Put them in the ashtray
A man gets on a bus, and ends
up sitting next to a very
attractive nun. Enamored with
her, he asks if he can have sex
with her. Naturally, she says no,
and gets off the bus. The man
goes to the bus driver and asks
him if he knows of a way for him
to have sex with the nun. "Well,"
says the bus driver, "every night
at 8 o'clock, she goes to the
cemetery to pray. If you dress up
as God, I'm sure you could
convince her to have sex with
you." The man decides to try it,
and dresses up in his best God
costume. At eight, he sees the
nun and appears before her.
"Oh, God!" she exclaims. "Take
me with you!" The man tells the
nun that she must first have sex
with him to prove her loyalty.
The nun says yes, but tells him
she prefers anal sex. Before you
know it, they're getting down to
it, having nasty, grunty, loud sex.
After it's over, the man pulls off
his God disguise. "Ha, ha! I'm
the man from the bus!" "Ha, ha!"
says the nun, removing her
costume. "I'm the bus driver!"
What do you call a dog with no legs?
Well, you can call him anything, but he won't come
Hahaha....oh boy those are awesome thank you for joining fellas.

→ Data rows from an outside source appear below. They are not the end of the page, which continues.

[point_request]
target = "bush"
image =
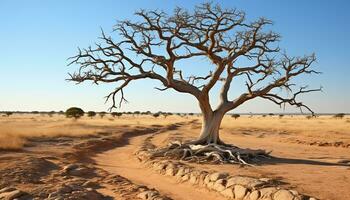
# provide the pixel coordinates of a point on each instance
(74, 112)
(339, 115)
(91, 114)
(235, 116)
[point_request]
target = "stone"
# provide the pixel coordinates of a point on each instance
(12, 195)
(267, 192)
(147, 194)
(254, 195)
(91, 184)
(193, 179)
(283, 195)
(185, 177)
(160, 166)
(294, 192)
(69, 167)
(170, 170)
(219, 185)
(81, 171)
(201, 178)
(228, 192)
(217, 175)
(210, 185)
(207, 179)
(64, 189)
(182, 171)
(245, 181)
(7, 189)
(240, 191)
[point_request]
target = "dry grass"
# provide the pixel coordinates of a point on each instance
(16, 129)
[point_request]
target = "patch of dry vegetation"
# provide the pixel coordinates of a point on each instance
(15, 130)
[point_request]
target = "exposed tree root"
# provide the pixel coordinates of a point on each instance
(213, 153)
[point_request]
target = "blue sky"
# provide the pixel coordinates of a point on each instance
(37, 37)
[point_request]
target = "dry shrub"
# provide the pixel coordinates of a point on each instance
(11, 142)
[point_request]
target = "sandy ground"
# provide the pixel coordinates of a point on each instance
(310, 155)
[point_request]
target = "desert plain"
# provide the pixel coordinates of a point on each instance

Why couldnt anne frank finish her diary ?
She needed more concentration
What do you think - where people truly pray to God? in a church or in a plane which denied one engine?
---------
A fire in a school in Texas. One firefighter says to the seconds:
- I'll be throwing of schoolboys out of the window, and you catch!
- OK!
A few minutes later:
- Why are you not catch blacks?
- Oh F%%%k! I thought that these burnt!
-------
p.s. just stupid black humor. not seriously %)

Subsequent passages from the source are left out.